One thing the Internet has helped birth is the ability of anyone to sound (or sound like they are writing, rather) like a professional film critic, regardless of whether they know what they they are talking about, whether they have seen more than three films in their lives, etc. . I’ve glanced at “user-contributed” reviews on Facebook’s Flixter application which make even the trashiest pieces of celluloid sound like fair-game for a first-year Media Arts screening.
There’s nothing wrong with this. I’m not going to editorially trample on anyone’s feelings, yet.
However, while the same could be said for online book reviews, it’s much harder to get away with it (it being sounding like a professional…or a professional who writes as they sound. Something like that).
A film is inherently visual. It also has sound (most of them, at least). It also usually uses actors who speak lines. For the armchair (or E-Z Boy) critic, this audio/video-based performance makes the casual accusation of, say, “bad acting” somewhat verifiable (again, somewhat verifiable – there are always disagreements and prejudices, but these tend to be questions of degrees rather than disagreements of monolithic good or badness. To this end, it’s always harder for the viewer to infer a good performance from a bad film; it’s like a supermodel who cleaned her hands with an old dish cloth – sure she’s pretty, but she smells bad for some reason.).
Outside of the necessity of reading words printed on a page, books by comparison are not visual, nor do they have sound (assuming we forget for the moment about audiobooks). When a character speaks in a book, we don’t see Sally Field (mind you, perhaps some of us do…), but rather some variously fuzzy or non-fuzzy imaginary abstraction – an avatar if you will – that we attach to the words in order to help us visualize the character(s). For one person, they may be fluffy, indeterminate cloud-like beings, for others the animated cast of Battle of the Planets. Whatever floats your boat.
In other words, as regards books, whether it be War & Peace or The DaVinci somethingsomething, chances are pretty slim that someone’s going to criticize the performance of their personalized imaginary helper-beings, who mouth the pretty words in their head whilst they read. For the book reader, they don’t need to be convinced primarily through performance, but rather through conviction; the conviction of the author’s choice in story crafting, character actions, etc… This is not to say that the topic of conviction in books cannot be just as debatable as an actor’s performance in a film, however, due to being a medium which is more abstract, the arguments are invariably deeper than those shared about films.
Let me cut to the chase, this being the Internet and most of you having probably left to check out porn or martini recipes by now: books are abstractions whereas films are pantomimes of abstractions. Here, let me pull my chair closer [chrrrr]: films are easier to criticize. Period. They are small books, painted big. Once you have a rudimentary sense of what works and what doesn’t in film (acting, dialogue, story, and, peripherally, visual effects, sound design, directing) it’s pretty easy to sound like A.O. Scott, even when reviewing, say, Tank Girl:
In this wild, cheeky romp, the audience benefits from wonderfully imaginative environments, spunky performances, and a ceaseless plot driven by pure adrenaline.
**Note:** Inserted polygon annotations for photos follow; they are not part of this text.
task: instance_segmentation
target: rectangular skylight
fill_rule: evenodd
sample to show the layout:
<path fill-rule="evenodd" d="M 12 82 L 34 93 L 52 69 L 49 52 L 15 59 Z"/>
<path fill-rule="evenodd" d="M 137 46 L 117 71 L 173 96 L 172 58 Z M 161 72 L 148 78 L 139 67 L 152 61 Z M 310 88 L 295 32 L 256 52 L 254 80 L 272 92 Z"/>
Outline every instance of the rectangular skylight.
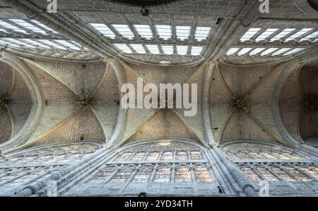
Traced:
<path fill-rule="evenodd" d="M 239 50 L 239 49 L 240 49 L 240 48 L 237 48 L 237 47 L 232 47 L 232 48 L 230 48 L 230 50 L 226 52 L 226 55 L 227 55 L 228 56 L 232 55 L 234 55 L 237 50 Z"/>
<path fill-rule="evenodd" d="M 13 47 L 20 47 L 20 45 L 14 45 L 13 43 L 8 42 L 8 41 L 1 40 L 0 40 L 0 44 L 4 45 L 10 45 L 10 46 L 13 46 Z"/>
<path fill-rule="evenodd" d="M 305 33 L 307 33 L 309 31 L 311 31 L 312 30 L 312 28 L 303 28 L 301 30 L 300 30 L 299 32 L 293 34 L 293 35 L 288 37 L 286 38 L 286 40 L 285 40 L 285 42 L 288 42 L 290 40 L 293 40 L 299 37 L 300 37 L 301 35 L 305 35 Z"/>
<path fill-rule="evenodd" d="M 6 22 L 2 21 L 0 21 L 0 25 L 3 26 L 3 27 L 4 27 L 4 28 L 6 28 L 7 29 L 11 29 L 11 30 L 13 30 L 15 32 L 22 33 L 24 33 L 24 34 L 28 34 L 28 33 L 25 30 L 20 29 L 19 28 L 18 28 L 16 26 L 14 26 L 14 25 L 10 24 L 10 23 L 8 23 Z"/>
<path fill-rule="evenodd" d="M 108 37 L 111 39 L 114 39 L 116 35 L 111 30 L 108 26 L 104 23 L 90 23 L 95 30 L 97 30 L 102 35 Z"/>
<path fill-rule="evenodd" d="M 155 30 L 160 38 L 168 40 L 172 36 L 171 25 L 155 25 Z"/>
<path fill-rule="evenodd" d="M 192 46 L 191 47 L 191 55 L 193 56 L 198 56 L 202 52 L 203 47 Z"/>
<path fill-rule="evenodd" d="M 146 54 L 146 50 L 141 44 L 130 44 L 130 46 L 139 54 Z"/>
<path fill-rule="evenodd" d="M 173 46 L 172 45 L 161 45 L 163 53 L 165 55 L 173 55 Z"/>
<path fill-rule="evenodd" d="M 57 31 L 52 30 L 51 28 L 49 28 L 49 27 L 48 27 L 48 26 L 47 26 L 47 25 L 44 25 L 43 23 L 40 23 L 40 22 L 37 21 L 35 21 L 35 20 L 31 20 L 31 22 L 35 23 L 35 24 L 37 25 L 38 26 L 40 26 L 40 27 L 43 28 L 45 29 L 45 30 L 47 30 L 48 31 L 52 32 L 52 33 L 56 33 L 56 34 L 58 34 L 58 33 L 59 33 L 58 32 L 57 32 Z"/>
<path fill-rule="evenodd" d="M 268 28 L 268 29 L 266 29 L 266 31 L 264 31 L 259 36 L 258 36 L 255 39 L 255 41 L 259 42 L 259 41 L 264 40 L 266 38 L 267 38 L 268 37 L 269 37 L 270 35 L 271 35 L 273 33 L 276 32 L 278 30 L 278 28 Z"/>
<path fill-rule="evenodd" d="M 49 49 L 50 49 L 49 47 L 47 47 L 47 46 L 45 45 L 43 45 L 43 44 L 42 44 L 42 43 L 40 43 L 40 42 L 36 42 L 36 41 L 35 41 L 35 40 L 31 40 L 31 39 L 22 39 L 22 40 L 23 40 L 23 41 L 28 42 L 29 42 L 29 43 L 32 43 L 32 44 L 33 44 L 33 45 L 35 45 L 35 46 L 37 45 L 37 46 L 39 46 L 39 47 L 44 47 L 44 48 L 49 48 Z"/>
<path fill-rule="evenodd" d="M 40 29 L 39 28 L 23 21 L 21 19 L 9 19 L 10 21 L 12 21 L 22 27 L 24 27 L 25 28 L 28 28 L 28 30 L 30 30 L 35 33 L 40 33 L 40 34 L 43 34 L 43 35 L 46 35 L 47 33 L 44 30 L 42 30 L 42 29 Z"/>
<path fill-rule="evenodd" d="M 134 27 L 136 28 L 136 30 L 139 35 L 142 38 L 145 38 L 148 40 L 153 38 L 153 32 L 151 31 L 151 28 L 149 25 L 134 25 Z"/>
<path fill-rule="evenodd" d="M 277 35 L 271 38 L 271 42 L 279 40 L 280 39 L 284 38 L 285 36 L 286 36 L 287 35 L 288 35 L 289 33 L 292 33 L 295 30 L 296 30 L 295 28 L 285 28 L 282 32 L 279 33 Z"/>
<path fill-rule="evenodd" d="M 191 26 L 177 25 L 175 27 L 175 33 L 177 35 L 177 38 L 181 40 L 188 40 L 190 37 Z"/>
<path fill-rule="evenodd" d="M 302 50 L 304 50 L 304 48 L 295 48 L 295 49 L 293 49 L 292 50 L 290 50 L 288 52 L 285 53 L 284 56 L 290 55 L 292 55 L 292 54 L 295 54 L 295 53 L 298 52 L 300 52 L 300 51 L 301 51 Z"/>
<path fill-rule="evenodd" d="M 264 50 L 265 50 L 265 47 L 257 47 L 257 48 L 253 50 L 249 55 L 250 56 L 255 55 Z"/>
<path fill-rule="evenodd" d="M 269 49 L 267 49 L 266 50 L 264 51 L 261 54 L 261 56 L 266 56 L 269 55 L 270 53 L 276 51 L 276 50 L 278 50 L 277 47 L 270 47 Z"/>
<path fill-rule="evenodd" d="M 116 46 L 119 50 L 125 53 L 132 53 L 131 50 L 130 50 L 130 48 L 126 44 L 114 44 L 114 46 Z"/>
<path fill-rule="evenodd" d="M 135 38 L 131 30 L 128 25 L 124 24 L 112 24 L 112 27 L 122 35 L 123 38 L 132 40 Z"/>
<path fill-rule="evenodd" d="M 147 47 L 148 50 L 152 54 L 158 55 L 160 53 L 157 45 L 146 45 L 146 47 Z"/>
<path fill-rule="evenodd" d="M 302 39 L 300 40 L 300 42 L 309 40 L 310 39 L 314 38 L 317 38 L 317 37 L 318 37 L 318 30 L 317 30 L 314 33 L 311 33 L 310 35 L 307 35 L 306 37 L 303 38 Z"/>
<path fill-rule="evenodd" d="M 211 27 L 196 27 L 194 38 L 199 42 L 208 39 L 211 30 Z"/>
<path fill-rule="evenodd" d="M 64 47 L 63 46 L 61 46 L 55 42 L 53 42 L 50 40 L 39 40 L 39 41 L 45 43 L 47 45 L 49 45 L 49 46 L 52 46 L 53 47 L 57 48 L 57 49 L 61 49 L 61 50 L 67 50 L 66 48 Z"/>
<path fill-rule="evenodd" d="M 187 45 L 177 45 L 177 53 L 179 55 L 185 55 L 188 52 Z"/>
<path fill-rule="evenodd" d="M 242 56 L 245 55 L 247 52 L 248 52 L 249 51 L 250 51 L 252 50 L 252 47 L 245 47 L 243 49 L 242 49 L 238 53 L 237 55 L 239 56 Z"/>
<path fill-rule="evenodd" d="M 76 50 L 81 50 L 81 48 L 78 47 L 66 41 L 66 40 L 54 40 L 55 42 L 57 42 L 59 43 L 61 43 L 64 46 L 66 46 L 71 49 Z"/>
<path fill-rule="evenodd" d="M 6 41 L 8 41 L 8 42 L 12 42 L 13 44 L 16 44 L 18 45 L 24 45 L 24 46 L 28 47 L 36 48 L 35 47 L 34 47 L 33 45 L 28 45 L 28 44 L 25 43 L 23 42 L 20 42 L 20 41 L 17 40 L 13 39 L 13 38 L 4 38 L 3 40 L 4 40 Z"/>
<path fill-rule="evenodd" d="M 283 53 L 284 53 L 284 52 L 285 52 L 286 51 L 288 51 L 288 50 L 291 50 L 290 47 L 284 47 L 284 48 L 282 48 L 282 49 L 278 50 L 278 51 L 276 51 L 276 52 L 274 52 L 274 53 L 272 54 L 271 55 L 272 55 L 272 56 L 280 55 L 281 55 L 281 54 L 283 54 Z"/>
<path fill-rule="evenodd" d="M 253 38 L 261 28 L 251 28 L 249 30 L 242 36 L 240 40 L 240 42 L 245 42 Z"/>

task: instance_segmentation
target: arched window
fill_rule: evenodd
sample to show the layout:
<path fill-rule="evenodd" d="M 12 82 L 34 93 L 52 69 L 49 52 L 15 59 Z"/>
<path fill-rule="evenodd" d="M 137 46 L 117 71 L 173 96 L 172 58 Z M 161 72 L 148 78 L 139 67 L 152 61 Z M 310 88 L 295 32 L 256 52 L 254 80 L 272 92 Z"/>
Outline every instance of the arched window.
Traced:
<path fill-rule="evenodd" d="M 198 182 L 211 182 L 213 178 L 210 171 L 205 166 L 196 166 L 194 169 L 194 176 Z"/>
<path fill-rule="evenodd" d="M 147 183 L 149 181 L 153 168 L 145 166 L 139 169 L 134 177 L 133 182 L 136 183 Z"/>
<path fill-rule="evenodd" d="M 132 167 L 128 166 L 120 169 L 111 179 L 111 182 L 114 183 L 124 183 L 128 179 L 134 171 Z"/>
<path fill-rule="evenodd" d="M 278 181 L 278 179 L 273 175 L 271 171 L 267 170 L 266 168 L 257 166 L 257 170 L 263 176 L 263 177 L 269 181 Z"/>

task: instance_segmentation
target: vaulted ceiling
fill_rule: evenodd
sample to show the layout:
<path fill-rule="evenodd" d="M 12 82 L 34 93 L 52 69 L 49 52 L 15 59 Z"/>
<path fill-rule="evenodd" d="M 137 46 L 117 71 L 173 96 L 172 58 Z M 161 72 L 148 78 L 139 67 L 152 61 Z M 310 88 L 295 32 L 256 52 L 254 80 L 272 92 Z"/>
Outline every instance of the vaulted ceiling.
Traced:
<path fill-rule="evenodd" d="M 42 98 L 34 131 L 18 145 L 169 137 L 286 144 L 273 112 L 286 69 L 283 125 L 298 143 L 317 144 L 317 63 L 300 63 L 317 59 L 317 16 L 298 1 L 272 1 L 270 15 L 259 12 L 259 1 L 167 1 L 143 16 L 118 1 L 60 0 L 52 13 L 45 1 L 0 1 L 0 48 L 25 65 Z M 293 61 L 301 65 L 288 67 Z M 35 103 L 13 63 L 0 64 L 0 143 L 25 125 Z M 196 115 L 122 108 L 121 86 L 136 86 L 138 78 L 197 84 Z"/>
Tank Girl issues a decree to the viewer: the graphic novel-turned movie is a serious threat to original screenplays.
Is this valid? Again, if you’ve only seen three movies in your life, perhaps it is. Perhaps Tank Girl is for you. I only saw the first half of Tank Girl. I suggest you see none of it. In fact, I suggest all remaining prints be stored on the moon – but that’s me.
The problem (or advantage) with a book review (vs. film) is that there is much less wiggle-room when declaring your opinion. Unlike film, where there is more latitude for interpretation (particularly as regards camera work and editing), with books we are dealing with what is literally written on the page. Room for interpretation? Of course – there will always be room for interpretation, otherwise MFA professors would have nothing to structure their courses with. But certainly – whether we are talking about so-called professional book critics, or their translucent-skinned basement-dwelling non-professional Internet cousins – the opinions don’t nearly or consistently bounce from one end of the “good/bad” spectrum to another as is common with film.
I think it comes down to the fact that readers generally respect authors more than viewers respect filmmakers [and on this note, I suppose that really means “directors” – filmmakers, in my book, are people who go out with a camera, an idea, and come back from the edit room having done 80% of the process with their own hands – I’ll write more about this later]. This isn’t to say that readers respect authors as people; rather, I submit there’s a begrudging respect to anyone who has the perseverance to lay down 40,000 words which construct coherent sentences and paragraphs.
It’s a layman’s respect, whereas with filmmakers, if we don’t like what they do, then… well, they suck.
[For sake of disclosure, I’ve only done one film review on this blog – albeit in collaboration with my friend, Simon – and it was an artsy documentary about a soccer player.]